COMO SE CONFUNDE O 25 DE ABRIL COM O FESTIVAL DA CANÇÃO
Quando eu era uma chavalita acabada de sair do exame da quarta havia montes de coisas que me faziam uma confusão do caraças. Nomeadamente:
1. Porque é que Portugal ficava sempre em último no Festival da Eurovisão.
2. Porque é que os adultos comentavam que era por causa da política se aquilo era só um concurso de cançonetas.
3. Porque é que estas coisas aconteciam quando afinal nós até éramos os maiores do mundo, tínhamos um império e qualquer criatura do planeta, preta, branca ou amarela, que falasse qualquer língua, se curvava logo em profunda vénia mal ouvisse pronunciar o nome do Camões, do Infante D. Henrique ou do Vasco da Gama. Esta parte era mentira só que como me tinham enganado na escola eu pensava que era verdade, do you follow?
Ora veio então a dar-se o caso que num belo dia de primavera, apanhei os crescidos em grande algazarra, como se tivesse chegado o dia do juízo final ou qualquer coisa ainda pior. Perguntei o que se passava e a minha mãe respondeu com um ar entre o apavorado e o esfusiante:
- Houve um golpe de estado!
Eu fiquei na mesma.
- Pois mãe. Mas o que é um golpe de estado?
- Quer dizer que mudou a política! Deitaram o governo abaixo! Há uma revolução!

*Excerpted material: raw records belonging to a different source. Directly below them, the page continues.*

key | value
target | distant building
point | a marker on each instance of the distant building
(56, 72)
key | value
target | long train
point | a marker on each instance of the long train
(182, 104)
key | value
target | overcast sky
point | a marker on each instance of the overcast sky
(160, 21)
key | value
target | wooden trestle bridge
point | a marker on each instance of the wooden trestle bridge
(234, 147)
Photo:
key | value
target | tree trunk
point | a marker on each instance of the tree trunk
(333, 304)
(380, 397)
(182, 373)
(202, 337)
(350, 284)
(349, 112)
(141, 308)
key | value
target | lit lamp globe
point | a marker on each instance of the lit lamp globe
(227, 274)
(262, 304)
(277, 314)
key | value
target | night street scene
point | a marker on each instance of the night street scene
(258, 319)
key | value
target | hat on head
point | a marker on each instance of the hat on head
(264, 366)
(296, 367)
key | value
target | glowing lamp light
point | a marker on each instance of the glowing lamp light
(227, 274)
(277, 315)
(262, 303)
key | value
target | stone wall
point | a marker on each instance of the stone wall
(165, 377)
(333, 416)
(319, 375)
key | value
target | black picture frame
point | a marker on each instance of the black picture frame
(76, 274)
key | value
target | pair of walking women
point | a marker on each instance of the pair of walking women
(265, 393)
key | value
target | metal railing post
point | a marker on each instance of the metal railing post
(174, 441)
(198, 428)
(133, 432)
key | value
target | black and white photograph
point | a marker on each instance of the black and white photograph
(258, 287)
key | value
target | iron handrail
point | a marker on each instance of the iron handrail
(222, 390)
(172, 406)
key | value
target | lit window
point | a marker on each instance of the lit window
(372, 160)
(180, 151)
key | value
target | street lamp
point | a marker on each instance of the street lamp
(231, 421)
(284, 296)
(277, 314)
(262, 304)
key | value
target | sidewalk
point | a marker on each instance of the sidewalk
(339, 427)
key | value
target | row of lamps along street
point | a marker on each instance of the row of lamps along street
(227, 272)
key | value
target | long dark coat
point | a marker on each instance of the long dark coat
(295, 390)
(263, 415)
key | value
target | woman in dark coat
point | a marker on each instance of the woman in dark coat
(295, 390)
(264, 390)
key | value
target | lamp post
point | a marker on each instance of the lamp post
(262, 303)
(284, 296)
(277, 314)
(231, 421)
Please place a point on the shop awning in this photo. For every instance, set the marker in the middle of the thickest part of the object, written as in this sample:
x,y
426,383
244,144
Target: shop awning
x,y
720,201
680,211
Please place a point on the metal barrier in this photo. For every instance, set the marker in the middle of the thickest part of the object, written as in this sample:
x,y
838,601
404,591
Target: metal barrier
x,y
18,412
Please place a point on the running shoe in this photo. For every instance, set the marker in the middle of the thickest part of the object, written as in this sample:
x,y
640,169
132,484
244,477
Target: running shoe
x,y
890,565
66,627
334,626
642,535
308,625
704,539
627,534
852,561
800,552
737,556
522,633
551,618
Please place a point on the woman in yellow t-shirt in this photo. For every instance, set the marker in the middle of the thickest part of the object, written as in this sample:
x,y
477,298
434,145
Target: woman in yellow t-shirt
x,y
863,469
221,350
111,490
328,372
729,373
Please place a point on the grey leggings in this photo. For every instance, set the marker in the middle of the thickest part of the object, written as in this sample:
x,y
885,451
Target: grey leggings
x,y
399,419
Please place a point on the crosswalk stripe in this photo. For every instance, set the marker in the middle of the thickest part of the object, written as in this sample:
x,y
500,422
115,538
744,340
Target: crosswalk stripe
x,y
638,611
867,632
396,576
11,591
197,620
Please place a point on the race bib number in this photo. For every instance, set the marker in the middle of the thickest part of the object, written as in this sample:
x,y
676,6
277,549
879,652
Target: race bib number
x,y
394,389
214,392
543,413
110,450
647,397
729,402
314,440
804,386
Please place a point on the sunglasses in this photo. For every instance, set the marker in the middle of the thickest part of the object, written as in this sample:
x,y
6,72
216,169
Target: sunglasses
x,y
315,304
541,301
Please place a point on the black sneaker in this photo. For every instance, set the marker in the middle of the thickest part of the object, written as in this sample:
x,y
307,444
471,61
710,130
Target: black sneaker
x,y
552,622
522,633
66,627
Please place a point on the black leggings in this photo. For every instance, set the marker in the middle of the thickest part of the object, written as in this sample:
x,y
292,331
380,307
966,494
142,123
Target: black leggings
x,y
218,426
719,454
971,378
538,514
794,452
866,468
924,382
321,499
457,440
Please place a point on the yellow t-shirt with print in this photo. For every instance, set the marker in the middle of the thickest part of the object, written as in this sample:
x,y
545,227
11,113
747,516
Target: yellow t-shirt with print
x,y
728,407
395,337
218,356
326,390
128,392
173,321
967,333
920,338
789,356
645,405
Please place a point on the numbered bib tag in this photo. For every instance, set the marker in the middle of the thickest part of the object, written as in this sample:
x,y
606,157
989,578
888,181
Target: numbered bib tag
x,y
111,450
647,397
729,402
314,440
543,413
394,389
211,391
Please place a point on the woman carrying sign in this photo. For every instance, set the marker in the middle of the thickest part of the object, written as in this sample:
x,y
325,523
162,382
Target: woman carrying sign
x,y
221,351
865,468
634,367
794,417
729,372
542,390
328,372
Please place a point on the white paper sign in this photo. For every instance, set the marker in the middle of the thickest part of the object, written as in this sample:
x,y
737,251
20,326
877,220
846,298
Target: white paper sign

Esta última palavra que eu nunca tinha ouvido também me foi indiferente, mas o resto percebi mais ou menos. Os meus neurónios fizeram então um exercício sumário de associação de ideias que durou apenas alguns segundos e atirei para o ar a minha brilhante conclusão:
- Então quer dizer que este ano o Paulo de Carvalho não vai ficar em último no festival da canção certo?
- Porquê? Que estás tu para aí a dizer rapariga?!
- Então não mudou a política? Vocês é que diziam sempre que era por causa da política!
Ganharam os ABBA.
Este foi o meu primeiro grande remate ao poste a seguir ao 25 de Abril. Mas toda a gente mandou ao lado nessa altura, não fui só eu. Eu é que até tinha desculpa porque era pita.
De resto houve quem pensasse as coisas mais disparatadas: Que toda a gente que tinha lugares de destaque na economia, na cultura ou nos mais diversos campos era inimigo a abater; que só deveria merecer o epíteto de trabalhador quem fosse operário ou camponês; que para comer era preciso semear a terra quando havia montes de gente que o mais que tinha era uma varanda com uns vasos de salsa, etc etc etc ...
Mas também foi nessa altura que toda a gente acreditou em alguma coisa, que os corações bateram com as paixões, que o sangue corria nas veias das pessoas como rios.
Fez-se e disse-se muito disparate, mas todos fazemos quando estamos a crescer. Tem que ser. É assim que se cresce.
Eu continuo a acreditar que valeu a pena e que é um privilégio ter vivido este grande momento, há 30 anos.